The “brand” is essentially an external marker of categorization. As people, we are naturally more inclined to categorize almost everything due to a variety of psychological and sociological reasons. We instinctively look for indicators to classify others because it brings a sense of order to the world. From the clothes we wear to the pictures we share and the people we associate with, our daily actions and external appearances provide others with an understanding of our “category”—the group we belong to—and beyond that, an insight into our identity and values.
Applying this logic to companies, we arrive at a modern understanding of “brands.” Through the content they share and the messages they convey, we can comprehend who they are and what they prioritize.
Now, let’s consider journalism. When you hear the term “journalism,” you may envision a reporter standing amidst a crowd during a demonstration, the weekly column you read in the newspaper, articles enjoyed on the beach, the voice that updates you on global events during your commute, or a series of photos that capture an event. All of these examples exemplify journalism because they share a common creator: the journalist. A journalist is a trained professional who produces “newsworthy” content in line with the ethical standards of the profession, such as relying on facts, and credible sources, and serving the public good.

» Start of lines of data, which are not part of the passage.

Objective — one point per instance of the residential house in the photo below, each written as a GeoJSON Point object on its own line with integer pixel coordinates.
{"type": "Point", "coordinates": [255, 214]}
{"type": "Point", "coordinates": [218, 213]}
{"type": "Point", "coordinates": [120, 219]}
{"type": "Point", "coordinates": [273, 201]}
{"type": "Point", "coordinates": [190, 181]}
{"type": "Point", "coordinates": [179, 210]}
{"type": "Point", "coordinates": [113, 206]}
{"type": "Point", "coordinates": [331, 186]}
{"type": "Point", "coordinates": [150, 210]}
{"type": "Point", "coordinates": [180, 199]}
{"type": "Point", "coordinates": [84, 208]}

Newsworthy content pertains to anything that affects public well-being (e.g., a change in political leadership or the implementation of a new law), is of public interest (ranging from heroic stories to the launch of a new public transportation line), or has an impact on a specific group (such as new aircraft for travel enthusiasts or a book release for avid readers). By nature, these stories are exceptional and impactful, created to captivate audiences and maintain their attention.
Combining these two definitions creates a new objective. The brand, functioning as an image projection machine judged based on its actions and shared content, employs journalism as a deliberate and transparent approach to demonstrate what it cares about. In contrary to content marketing, its purpose is to let customers understand the essence of the brand they are doing business with by providing a clear reflection of the brand’s goals that goes beyond its products or services.
Why is it important to distinguish between content marketing and brand journalism?
Differentiating between content marketing and brand journalism is crucial for effectively structuring your communication and content strategy. Both product sales and brand image play vital roles in your overall marketing efforts. Content marketing focuses on contextualizing and explaining the features and benefits of your product or service, while brand journalism adds personality and depth to your brand.
Customers today seek a holistic understanding of a brand. They want to see both the informative side that highlights product features and the authentic side that showcases the brand’s personality and values. By recognizing the distinction between content marketing and brand journalism, you can develop a well-rounded approach that meets these customer expectations, enhances your brand’s appeal, and drives successful marketing outcomes.